Preface: I'm not very experienced in Red Hat, so bear with me if this question is incredibly silly. I've been charged with patching an offline Red Hat 7.9 system we have and am currently in the Errata section of the downloads page for RHEL Server 7.
I pick a security update at the top, for example, RHSA-2023:5622. The general description of the patch is a kernel security fix and bug fix update. Great! Let's patch this kernel. So I click on the 'updated packages' button. I see a SRPM at the top, which to my understanding, is a source code .rpm file used by developers to edit the update to apply to specialized environments?
Either way, I go down to x86_64, and there is a huuuuuge list of different .rpm files, all named different things. Stuff like kernel-abi-whitelist, bpftool, perf, kernel-tools-libs, etc.

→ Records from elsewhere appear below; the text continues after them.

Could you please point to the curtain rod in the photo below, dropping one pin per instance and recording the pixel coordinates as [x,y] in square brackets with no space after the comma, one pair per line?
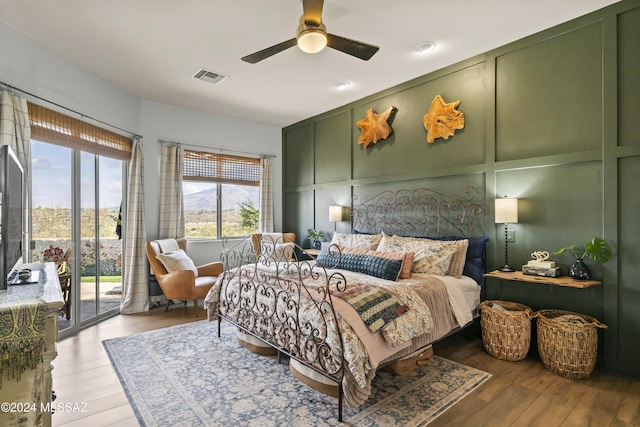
[221,150]
[134,135]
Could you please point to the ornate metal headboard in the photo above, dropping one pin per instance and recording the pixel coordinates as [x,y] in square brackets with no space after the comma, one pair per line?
[421,212]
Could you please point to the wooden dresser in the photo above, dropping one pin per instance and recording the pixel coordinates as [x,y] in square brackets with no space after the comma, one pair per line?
[29,313]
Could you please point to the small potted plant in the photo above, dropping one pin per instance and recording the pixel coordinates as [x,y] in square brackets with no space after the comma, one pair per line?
[314,237]
[596,249]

Explaining it to me like I'm a toddler who has only ever discovered Red Hat today, how exactly should I navigate these files? I assume many of those .rpm files correlate to a package installed on the system, but running the 'rpm -qa' command outputs a metric ton of installed packages on my system. Do I have to go down the list and correlate each .rpm file to every package present on my system, and download them manually for each?
I tried installing the 'kernel-3.10.0-1160.102.1.el7.x86_64.rpm' file, thinking maybe this was the generic kernel update, but it just errors out and says 'failed dependencies bind-libs(x86_64)...etc'.
The system needing patches will never touch the outside internet, so what is my best option here?